Cathy first went to college in St. Louis, Missouri but later transferred to the University of Delaware to be closer to her mother’s family as the Tracy family moved to Germany. She resumed her relationship with David as he joined her at Delaware. She studied Political Science in school, but it was only after graduation that she discovered her true vocation. After she and David were married on August 24, 1968 in El Paso, she started teaching and David took a job with El Paso Natural Gas. In February 1970 they welcomed their daughter Moira. Shortly thereafter they moved to Houston, Texas so David could attend the University of Houston Law Center. In December of 1971, their son Jarad was born. Cathy worked to support the growing family and eventually became a bilingual kindergarten teacher at a small school called Pugh Elementary.

As she continued to teach, David became licensed as an attorney and they moved into the Spring Branch area, purchasing a home there. Cathy changed schools to Memorial Elementary and met wonderful friends, creating many memories over the years. Cathy’s children were enrolled in School of the Woods, a Montessori School, where she trained as well as met long-term friends and colleagues. Cathy was a passionate and dedicated kindergarten teacher who worked to not only improve her own teaching but also those around her. She offered guidance, advice and shared “war stories” with many fellow educators and friends and found a way to bring out the best in each child she taught.

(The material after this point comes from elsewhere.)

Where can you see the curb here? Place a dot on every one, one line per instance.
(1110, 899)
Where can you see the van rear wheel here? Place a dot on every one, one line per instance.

As her children changed schools Cathy met and soon became a “sewing, fixing and problem solver” at the Kinkaid school. Cathy and the other Drama Mamas helped keep the high school drama to a low roar so that the various productions could run without a hitch. The teachers, staff and students all knew that they could rely on the Mamas to solve many problems.

As her children went away for college, Cathy decided she needed a challenge and wanted to be in a smaller, more family-like environment and so took a job at the St. John’s School. There again she met wonderful people to support and was especially close to her fellow kindergarten teachers. She always seemed to understand you make the best music with a trio. During this time she also completed a Master’s in Education from the University of Houston with her husband David sweetly typing all her papers while she dictated. Throughout her career she resisted moving into any job position that would detract from her daily contact and teaching of young children, her “friends.” Many of her former pupils still can recall a lesson, story, or activity they shared with her.

During her time at St. John’s she began having issues with her vision, particularly on the left side. After visiting from one specialist to another her issues with ordering and memory along with the vision problems were eventually diagnosed as Visual Variant Alzheimer’s Disease, an uncommon form of Alzheimer’s that begins in the visual cortex.

Cathy loved people, especially children, and could be your best advocate and a loving friend. She was eternally optimistic (called a “Pollyanna” by many) and could talk to anyone, whether it was an in-depth conversation with the grocery clerk or long, deep and occasionally meandering conversations with friends and loved ones.

On Tuesday, August 14, 2018, Cathy passed away peacefully. She was a bright, shiny light and will be missed.